Background: The aim of this study was to examine effects of all-trans retinoic acid (ATRA) on rat mesangial cell proliferation, apoptosis and underlying mechanisms.

Methods: Cultured HBZY-1 rat mesangial cells received the following treatments: group 1: controls (DMSO); group 2: TGF-beta(1) (10 µg/L); groups 3-5: ATRA (0.1, 1.0 and 10 µmol/L) + TGF-beta(1) (10 µg/L). After treatments, the cells were studied by CCK-8 assay, cell cycle assay and TUNEL staining. p21(Waf1/Cip1), p27(Kip1) and Skp2 mRNA levels were measured by real-time PCR. p21(Waf1/Cip1), p27(Kip1) and Skp2 protein levels were detected by Western blot. The localization of p21(Waf1/Cip1) and p27(Kip1) proteins was observed by immunofluorescence and confocal microscopy.
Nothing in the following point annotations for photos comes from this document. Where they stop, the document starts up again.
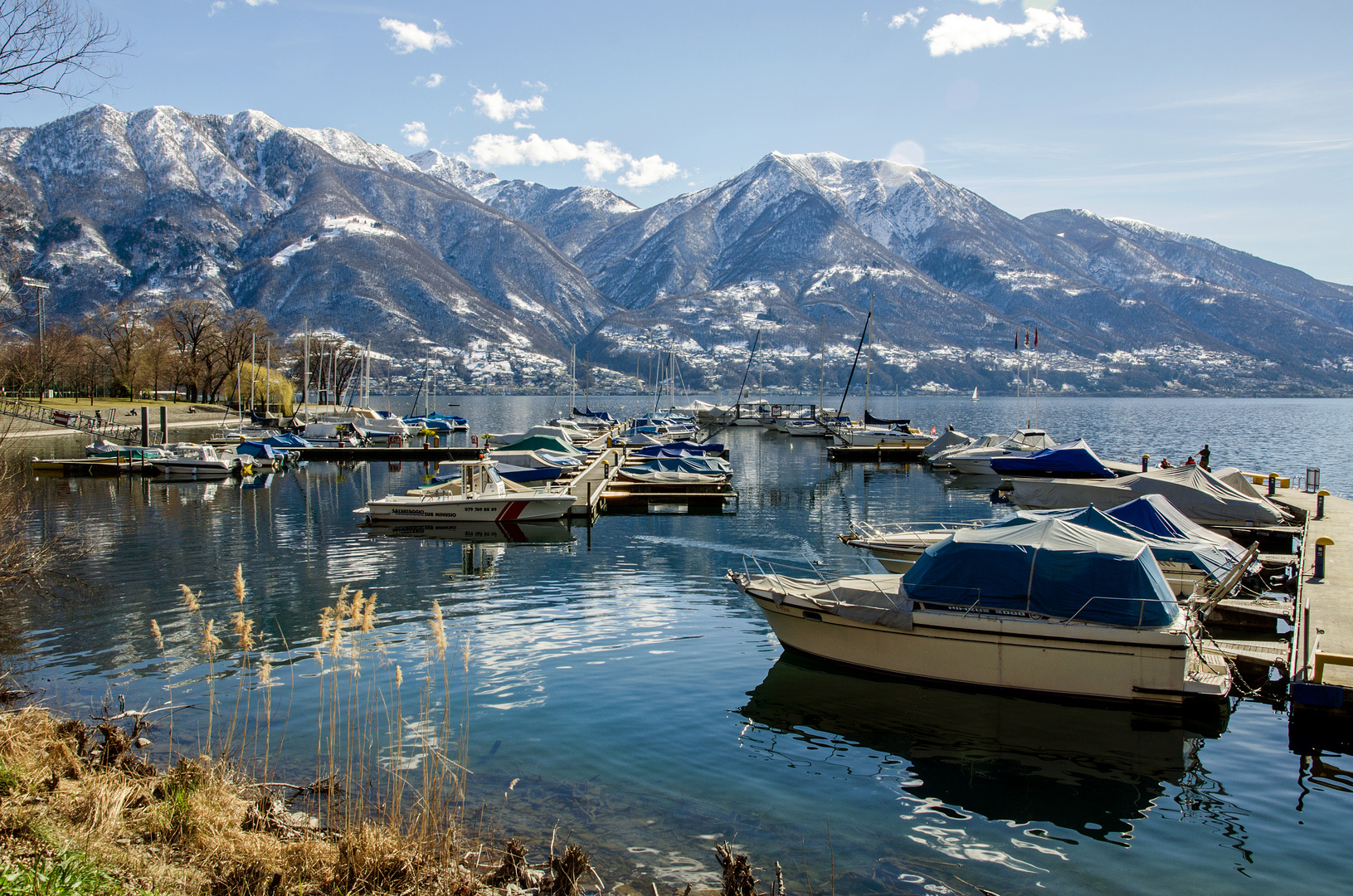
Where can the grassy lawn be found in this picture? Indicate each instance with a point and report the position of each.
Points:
(71, 403)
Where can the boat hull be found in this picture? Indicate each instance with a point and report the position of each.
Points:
(1102, 665)
(490, 509)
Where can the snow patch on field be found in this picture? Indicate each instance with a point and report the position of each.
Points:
(333, 229)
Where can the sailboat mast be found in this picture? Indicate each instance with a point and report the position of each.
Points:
(869, 359)
(821, 368)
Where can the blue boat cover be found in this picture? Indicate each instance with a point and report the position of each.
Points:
(1199, 553)
(883, 421)
(256, 450)
(707, 466)
(1050, 567)
(287, 441)
(1156, 514)
(1072, 459)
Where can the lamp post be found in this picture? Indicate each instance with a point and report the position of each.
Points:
(40, 287)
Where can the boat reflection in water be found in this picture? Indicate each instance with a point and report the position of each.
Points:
(1080, 767)
(543, 532)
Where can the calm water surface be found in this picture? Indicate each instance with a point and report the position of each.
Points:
(645, 705)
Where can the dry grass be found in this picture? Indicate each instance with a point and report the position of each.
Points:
(383, 815)
(199, 827)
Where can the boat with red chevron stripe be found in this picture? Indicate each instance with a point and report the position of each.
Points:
(479, 493)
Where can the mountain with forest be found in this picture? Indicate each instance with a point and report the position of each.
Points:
(324, 227)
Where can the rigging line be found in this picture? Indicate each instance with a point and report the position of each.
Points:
(858, 349)
(750, 356)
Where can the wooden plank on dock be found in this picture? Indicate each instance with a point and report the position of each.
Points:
(1325, 606)
(590, 485)
(381, 452)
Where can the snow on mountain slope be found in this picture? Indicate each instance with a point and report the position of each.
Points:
(570, 217)
(186, 205)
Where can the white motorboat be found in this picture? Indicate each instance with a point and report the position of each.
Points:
(979, 460)
(950, 439)
(479, 494)
(197, 462)
(370, 421)
(1049, 606)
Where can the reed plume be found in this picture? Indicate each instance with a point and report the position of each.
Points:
(439, 631)
(208, 640)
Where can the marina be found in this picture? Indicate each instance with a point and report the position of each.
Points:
(630, 621)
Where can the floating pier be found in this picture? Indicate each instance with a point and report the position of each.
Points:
(1321, 660)
(589, 486)
(381, 452)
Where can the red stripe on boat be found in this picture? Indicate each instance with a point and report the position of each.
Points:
(512, 510)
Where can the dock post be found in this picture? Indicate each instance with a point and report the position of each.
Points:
(1321, 544)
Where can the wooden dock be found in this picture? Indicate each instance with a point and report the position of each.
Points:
(381, 452)
(590, 485)
(1321, 660)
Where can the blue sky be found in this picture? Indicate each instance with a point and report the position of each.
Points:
(1226, 119)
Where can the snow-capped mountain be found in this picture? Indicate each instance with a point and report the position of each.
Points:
(403, 251)
(572, 217)
(300, 224)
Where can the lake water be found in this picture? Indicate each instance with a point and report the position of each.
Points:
(617, 685)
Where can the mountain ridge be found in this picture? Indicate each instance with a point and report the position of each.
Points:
(322, 225)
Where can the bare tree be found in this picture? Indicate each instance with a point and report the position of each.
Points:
(119, 329)
(56, 46)
(195, 325)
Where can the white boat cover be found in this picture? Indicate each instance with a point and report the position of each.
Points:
(947, 439)
(1233, 477)
(1194, 492)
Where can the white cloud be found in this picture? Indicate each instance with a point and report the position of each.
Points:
(960, 32)
(504, 110)
(911, 17)
(598, 158)
(409, 37)
(647, 171)
(908, 152)
(416, 133)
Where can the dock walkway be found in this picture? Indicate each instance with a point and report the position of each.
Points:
(1322, 645)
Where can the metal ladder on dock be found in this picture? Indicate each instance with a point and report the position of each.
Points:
(73, 420)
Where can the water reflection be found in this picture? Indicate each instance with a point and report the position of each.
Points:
(954, 754)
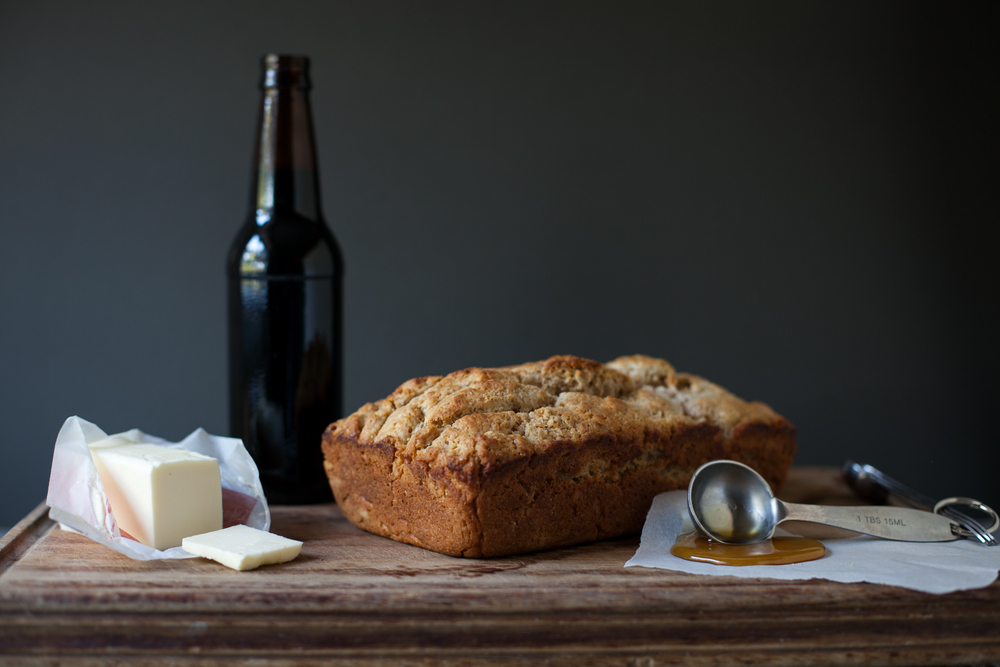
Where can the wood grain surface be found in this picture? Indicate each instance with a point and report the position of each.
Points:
(365, 600)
Results: Compared with controls, TGF-beta(1) significantly enhanced proliferation and inhibited apoptosis of mesangial cells. ATRA dose-dependently reversed both TGF-beta(1)-induced decreases in p21(Waf1/Cip1) mRNA and protein levels and p27(Kip1) protein level and increases in Skp2 mRNA and protein levels, and inhibited TGF-beta(1)-induced proliferation through G(1) arrest. Meanwhile, after ATRA treatments, p21(Waf1/Cip1) and p27(Kip1) proteins mainly localized in the nucleus, and their concentrations in cytoplasm decreased.

Conclusions: ATRA inhibited TGF-beta(1)-induced mesangial cell proliferation by up-regulating p21(Waf1/Cip1) mRNA and protein levels, and p27(Kip1) protein level, and down-regulating Skp2 mRNA and protein levels, but it had no significant effect on apoptosis in rat mesangial cells.